Bewertung:

Gris Gris Gumbo von Rick Koster ist eine fesselnde und erschreckende Reise in die dunkle Seite von New Orleans und der Voodoo-Kultur. Die Geschichte folgt einer Gruppe von Freunden, die unwissentlich in reale Voodoo-Praktiken verwickelt werden, und vermischt Horror mit Humor und einer reichhaltigen Charakterentwicklung.

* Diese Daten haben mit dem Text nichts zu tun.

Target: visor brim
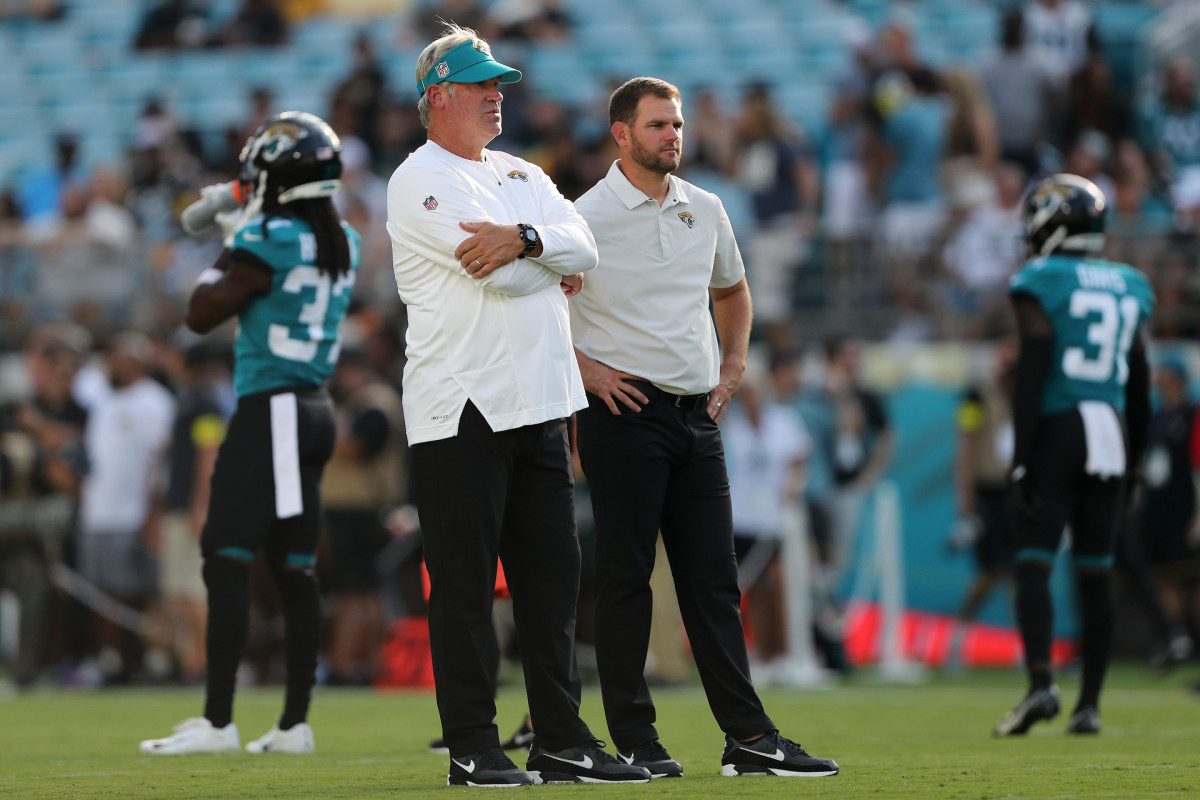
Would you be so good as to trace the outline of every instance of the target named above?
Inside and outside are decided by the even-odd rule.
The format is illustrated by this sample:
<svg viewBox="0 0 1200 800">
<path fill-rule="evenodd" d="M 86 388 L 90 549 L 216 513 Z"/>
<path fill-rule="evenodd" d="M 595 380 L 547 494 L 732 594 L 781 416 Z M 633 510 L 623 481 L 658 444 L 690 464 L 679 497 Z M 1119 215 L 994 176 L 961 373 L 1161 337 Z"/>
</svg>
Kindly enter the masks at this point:
<svg viewBox="0 0 1200 800">
<path fill-rule="evenodd" d="M 499 78 L 501 83 L 516 83 L 521 80 L 521 70 L 505 66 L 498 61 L 480 61 L 447 78 L 444 83 L 478 83 Z"/>
</svg>

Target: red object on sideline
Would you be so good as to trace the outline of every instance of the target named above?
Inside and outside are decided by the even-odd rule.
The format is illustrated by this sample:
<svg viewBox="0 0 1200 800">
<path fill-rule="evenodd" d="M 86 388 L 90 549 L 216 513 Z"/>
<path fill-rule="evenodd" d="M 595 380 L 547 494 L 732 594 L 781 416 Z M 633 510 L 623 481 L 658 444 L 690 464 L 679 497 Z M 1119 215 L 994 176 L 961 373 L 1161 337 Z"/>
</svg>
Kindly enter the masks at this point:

Viele Leserinnen und Leser schätzen Kosters detaillierte Beschreibungen von New Orleans, die fesselnde Handlung und die Mischung aus makabren Elementen und einem Sinn für Spaß.
Vorteile:⬤ Exquisite Details über New Orleans und die Voodoo-Kultur
⬤ fesselnde und rasante Erzählung
⬤ reichhaltige Charakterentwicklung
⬤ kombiniert Humor mit Horror
⬤ lebendige Bilder
⬤ unterhaltsamer Schreibstil
⬤ und ein fesselndes Leseerlebnis.
⬤ Einige Leser könnten die dunkleren Themen als beunruhigend empfinden
⬤ die Handlung könnte zu wild sein für diejenigen, die eine geradlinige Horrorgeschichte suchen
⬤ und es könnte nicht in ein einziges Genre passen.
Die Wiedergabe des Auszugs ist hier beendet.